Há duas passagens que me maravilharam:
Quarto CapítuloSub-capítulo - “Excurso sobre o sentido do tempo”
“- Não posso deixar de achar estranha a sensação de o tempo passar muito lentamente quando chegamos a lugar novo. Quer dizer...É evidente que isso não significa que me esteja a aborrecer, bem pelo contrário, posso afirmar que me estou a divertir à brava. Contudo, quando olho para trás – retrospectivamente, portanto -, vê lá se me entendes, tenho a impressão de já cá estar há imenso tempo.” - Pág. 124
Sexto CapítuloSub-capítulo – “Mudanças”
O QUE É O TEMPO? UM MISTÉRIO – IRREAL E TODO-PODEROSO. É CONDIÇÃO DO mundo sensível, é movimento associado e mesclado com a existência dos corpos no espaço e com a sua dinâmica.

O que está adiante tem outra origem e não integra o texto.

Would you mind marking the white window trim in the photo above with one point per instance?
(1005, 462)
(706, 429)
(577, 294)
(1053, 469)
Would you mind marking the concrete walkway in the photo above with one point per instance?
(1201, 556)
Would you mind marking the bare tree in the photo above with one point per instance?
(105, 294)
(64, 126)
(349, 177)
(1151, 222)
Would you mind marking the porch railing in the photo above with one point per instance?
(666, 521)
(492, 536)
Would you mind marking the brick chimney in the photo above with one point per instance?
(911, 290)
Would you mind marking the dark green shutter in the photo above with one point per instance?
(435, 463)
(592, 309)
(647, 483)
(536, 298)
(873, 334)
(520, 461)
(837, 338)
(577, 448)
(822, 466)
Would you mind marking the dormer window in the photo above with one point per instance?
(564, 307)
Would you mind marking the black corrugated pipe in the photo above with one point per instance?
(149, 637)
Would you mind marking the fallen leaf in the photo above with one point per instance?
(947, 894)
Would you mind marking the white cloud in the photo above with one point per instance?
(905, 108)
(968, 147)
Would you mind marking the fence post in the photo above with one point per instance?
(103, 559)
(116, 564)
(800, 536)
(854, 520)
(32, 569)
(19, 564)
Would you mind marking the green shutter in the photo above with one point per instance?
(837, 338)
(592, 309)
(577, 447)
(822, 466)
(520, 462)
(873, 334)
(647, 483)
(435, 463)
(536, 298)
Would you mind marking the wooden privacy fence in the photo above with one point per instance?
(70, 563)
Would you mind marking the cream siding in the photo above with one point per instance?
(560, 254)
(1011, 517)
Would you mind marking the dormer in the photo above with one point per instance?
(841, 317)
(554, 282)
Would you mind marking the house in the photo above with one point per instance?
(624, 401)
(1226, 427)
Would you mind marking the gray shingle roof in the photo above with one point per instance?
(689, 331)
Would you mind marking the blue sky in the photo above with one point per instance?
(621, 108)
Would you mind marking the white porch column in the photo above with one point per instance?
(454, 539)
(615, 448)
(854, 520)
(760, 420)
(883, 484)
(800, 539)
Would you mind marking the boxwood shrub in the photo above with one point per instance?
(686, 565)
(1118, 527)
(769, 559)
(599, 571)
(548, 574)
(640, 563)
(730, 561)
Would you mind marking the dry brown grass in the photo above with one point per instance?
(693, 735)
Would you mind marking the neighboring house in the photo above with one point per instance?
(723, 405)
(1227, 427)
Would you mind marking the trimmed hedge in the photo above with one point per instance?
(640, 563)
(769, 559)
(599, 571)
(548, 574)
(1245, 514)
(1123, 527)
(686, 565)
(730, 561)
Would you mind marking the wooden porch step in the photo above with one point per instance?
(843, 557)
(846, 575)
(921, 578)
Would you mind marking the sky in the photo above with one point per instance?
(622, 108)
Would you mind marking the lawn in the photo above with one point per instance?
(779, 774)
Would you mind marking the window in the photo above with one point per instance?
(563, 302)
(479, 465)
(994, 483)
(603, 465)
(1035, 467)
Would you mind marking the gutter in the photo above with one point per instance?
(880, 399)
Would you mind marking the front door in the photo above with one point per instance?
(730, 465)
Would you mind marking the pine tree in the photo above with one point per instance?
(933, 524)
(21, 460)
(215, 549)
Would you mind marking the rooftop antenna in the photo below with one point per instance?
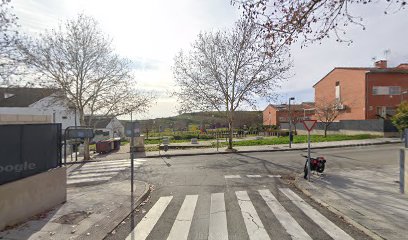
(387, 52)
(374, 59)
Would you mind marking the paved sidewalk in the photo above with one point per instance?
(89, 213)
(246, 149)
(368, 199)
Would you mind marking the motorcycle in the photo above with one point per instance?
(316, 164)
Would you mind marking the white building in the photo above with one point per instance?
(105, 127)
(34, 105)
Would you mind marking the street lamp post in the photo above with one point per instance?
(402, 95)
(290, 124)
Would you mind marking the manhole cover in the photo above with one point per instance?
(72, 218)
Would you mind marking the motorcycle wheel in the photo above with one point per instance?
(305, 170)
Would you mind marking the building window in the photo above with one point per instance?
(337, 90)
(386, 90)
(390, 111)
(386, 111)
(395, 90)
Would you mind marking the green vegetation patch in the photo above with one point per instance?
(300, 139)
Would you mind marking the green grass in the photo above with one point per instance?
(299, 139)
(157, 141)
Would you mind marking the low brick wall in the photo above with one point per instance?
(24, 198)
(24, 119)
(377, 127)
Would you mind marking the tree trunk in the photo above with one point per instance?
(87, 156)
(231, 133)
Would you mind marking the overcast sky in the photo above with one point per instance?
(151, 32)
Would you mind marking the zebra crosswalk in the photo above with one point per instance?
(250, 213)
(97, 172)
(252, 176)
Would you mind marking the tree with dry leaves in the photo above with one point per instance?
(9, 37)
(227, 70)
(285, 21)
(78, 59)
(327, 112)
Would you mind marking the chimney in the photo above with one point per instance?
(381, 64)
(403, 66)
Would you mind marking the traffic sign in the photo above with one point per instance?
(309, 124)
(132, 126)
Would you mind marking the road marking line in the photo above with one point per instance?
(329, 227)
(145, 226)
(83, 180)
(232, 176)
(92, 175)
(254, 226)
(79, 171)
(182, 224)
(254, 176)
(285, 219)
(87, 167)
(218, 229)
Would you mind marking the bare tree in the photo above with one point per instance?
(286, 21)
(78, 59)
(8, 41)
(226, 70)
(327, 112)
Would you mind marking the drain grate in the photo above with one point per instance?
(72, 218)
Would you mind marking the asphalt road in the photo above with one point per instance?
(241, 196)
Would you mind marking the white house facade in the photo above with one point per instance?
(34, 105)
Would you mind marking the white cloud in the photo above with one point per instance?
(152, 32)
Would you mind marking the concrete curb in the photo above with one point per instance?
(197, 153)
(141, 199)
(349, 220)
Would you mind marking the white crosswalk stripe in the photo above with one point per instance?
(232, 176)
(252, 176)
(329, 227)
(286, 220)
(102, 171)
(218, 219)
(254, 226)
(180, 228)
(145, 226)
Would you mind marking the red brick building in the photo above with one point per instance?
(276, 114)
(364, 93)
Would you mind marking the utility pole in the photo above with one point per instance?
(76, 144)
(290, 124)
(132, 167)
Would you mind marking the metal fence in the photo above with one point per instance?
(29, 149)
(372, 125)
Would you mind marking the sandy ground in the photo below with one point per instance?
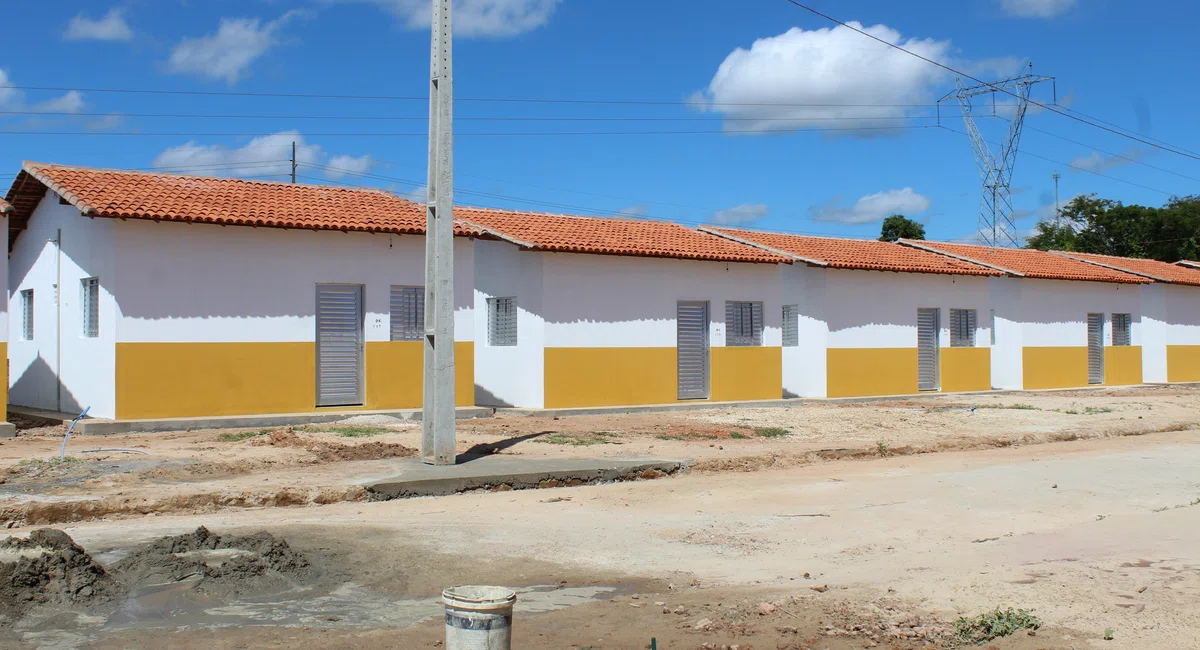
(1093, 535)
(209, 470)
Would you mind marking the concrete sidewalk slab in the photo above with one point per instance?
(499, 473)
(95, 426)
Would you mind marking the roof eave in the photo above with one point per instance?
(743, 241)
(1109, 266)
(70, 197)
(912, 244)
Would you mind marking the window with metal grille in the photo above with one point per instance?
(1122, 330)
(27, 314)
(791, 326)
(502, 322)
(407, 313)
(89, 306)
(743, 324)
(963, 325)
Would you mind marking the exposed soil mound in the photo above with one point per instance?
(240, 564)
(49, 569)
(336, 452)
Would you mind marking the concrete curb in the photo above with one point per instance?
(439, 481)
(793, 402)
(113, 427)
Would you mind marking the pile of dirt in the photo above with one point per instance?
(238, 563)
(336, 452)
(49, 569)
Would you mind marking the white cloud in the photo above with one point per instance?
(12, 98)
(354, 166)
(228, 53)
(634, 211)
(875, 208)
(747, 212)
(832, 78)
(109, 28)
(493, 18)
(1037, 8)
(263, 156)
(1099, 162)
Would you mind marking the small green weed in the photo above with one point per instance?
(771, 432)
(48, 462)
(581, 440)
(238, 437)
(994, 625)
(358, 432)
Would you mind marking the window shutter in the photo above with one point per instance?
(502, 322)
(1122, 333)
(743, 324)
(90, 306)
(407, 313)
(791, 326)
(27, 314)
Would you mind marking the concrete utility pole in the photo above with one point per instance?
(438, 398)
(1057, 221)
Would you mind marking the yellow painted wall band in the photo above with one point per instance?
(1055, 367)
(1183, 363)
(609, 377)
(1122, 365)
(966, 369)
(863, 372)
(747, 373)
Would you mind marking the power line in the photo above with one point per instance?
(513, 133)
(1074, 167)
(417, 98)
(517, 119)
(995, 88)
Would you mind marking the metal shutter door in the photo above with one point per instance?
(339, 345)
(1095, 348)
(693, 349)
(927, 350)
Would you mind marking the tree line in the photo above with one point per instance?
(1091, 224)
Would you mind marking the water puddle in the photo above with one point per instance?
(181, 606)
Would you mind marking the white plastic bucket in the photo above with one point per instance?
(479, 618)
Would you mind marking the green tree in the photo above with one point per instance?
(900, 227)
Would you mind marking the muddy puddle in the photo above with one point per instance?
(203, 581)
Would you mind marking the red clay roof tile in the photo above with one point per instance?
(862, 254)
(231, 202)
(1152, 269)
(612, 236)
(1030, 263)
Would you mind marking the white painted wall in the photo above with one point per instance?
(1007, 354)
(203, 283)
(1182, 314)
(509, 375)
(88, 365)
(879, 310)
(1055, 311)
(1153, 332)
(804, 366)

Mas deixaria de haver tempo, se o movimento desaparecesse? Deixaria de haver movimento, se o tempo se dissipasse? Perguntas inglórias! Será o tempo uma função do espaço? Ou vice-versa? Ou serão ambos idênticos? Tudo questões sem resposta! O tempo é dinâmico, tem uma natureza verbal, o tempo «produz». O que produz ele? A mudança! O Agora não é o Antes, o Aqui não é o Ali, porque entre eles se interpõe o movimento. Mas como o movimento – bitola pela qual se mede o tempo – é circular e fechado sobre si mesmo, pode ser visto como movimento e mudança ao mesmo tempo, uma mudança que também se poderia designar por imobilidade ou estatismo, já que o Antes se repete sem cessar no Agora e o Ali no Aqui.” - Pág. 388
Foram quatro longos meses de subida mas agora que aqui cheguei, ao topo da Montanha Mágica, não tenho vontade nenhuma de regressar à planície.